どれもこれも内部にいないとわからない情報ばかり。
厳重にプロテクトをかけて返却物に混ぜた訳も理解できた。
「おい……。これ本当かよ」
ページの最後の方に、博士やレイを入手した後の計画もあり、彼らは日本でサヴァン化の人体実験をするつもりだったらしく、何人か連れてきて、どこかに閉じ込めている。
中には年端もいかぬ子どももいた、間に合うなら助けてやってくれ、と紅谷は結んでいた。
「藍野さん、どうにかできます?」
期待を込めた目で水谷は藍野を見ると、うーん、と腕を組んで考えこんだ藍野は、理由を何とかひねり出す。
「紅谷捜索の延長線上にいたことにしよう。捜索の途上で人道上助けが必要な人間がいるなら、会社だって無視できないよ」
水谷は頷いて同意し、デスクにおいてあったカレンダーを見る。
「つまりどちらも年内中に何とかしないといけないって事ですね。ゴンドの方、ハックしてみますか?」
黒崎からの期限は年内中、それまでに何とか結果を出して再度の延長か、調査続行を認められる状況を作るか、紅谷を見つけないと、捜索も打ち切りとなる。

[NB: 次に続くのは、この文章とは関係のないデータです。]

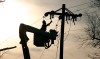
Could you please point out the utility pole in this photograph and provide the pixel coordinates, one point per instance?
(62, 32)
(62, 16)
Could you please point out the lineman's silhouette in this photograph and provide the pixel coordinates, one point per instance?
(44, 25)
(26, 28)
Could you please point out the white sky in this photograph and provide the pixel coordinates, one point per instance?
(14, 12)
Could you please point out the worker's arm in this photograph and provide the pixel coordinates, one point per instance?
(49, 23)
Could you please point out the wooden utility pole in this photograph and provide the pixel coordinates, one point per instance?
(62, 16)
(62, 32)
(25, 50)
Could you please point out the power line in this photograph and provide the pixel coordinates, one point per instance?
(80, 4)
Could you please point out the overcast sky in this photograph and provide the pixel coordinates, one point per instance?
(14, 12)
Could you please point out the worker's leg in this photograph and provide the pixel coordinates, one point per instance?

打ち切りとなった所で、藍野も水谷も諦めるつもりは毛頭もなかったが。
「頼めるか? 俺はこっちのリストの方、当たってみるよ。あ、これデータ貰っていい? 部長に報告してくるから」
水谷が頷くと、藍野はいったんファイルを閉じて、ファイルを自分のフォルダへコピーした。
「何かわかったら連絡します。藍野さんも無理しないでくださいよ」
「ヘーキ、平気! 水谷よりは頑丈だからね!」
ひらひらと水谷に手を振り、やるべきことがはっきりして目標が定まったおかげで多少足取りも軽く、藍野は部長室に向かった。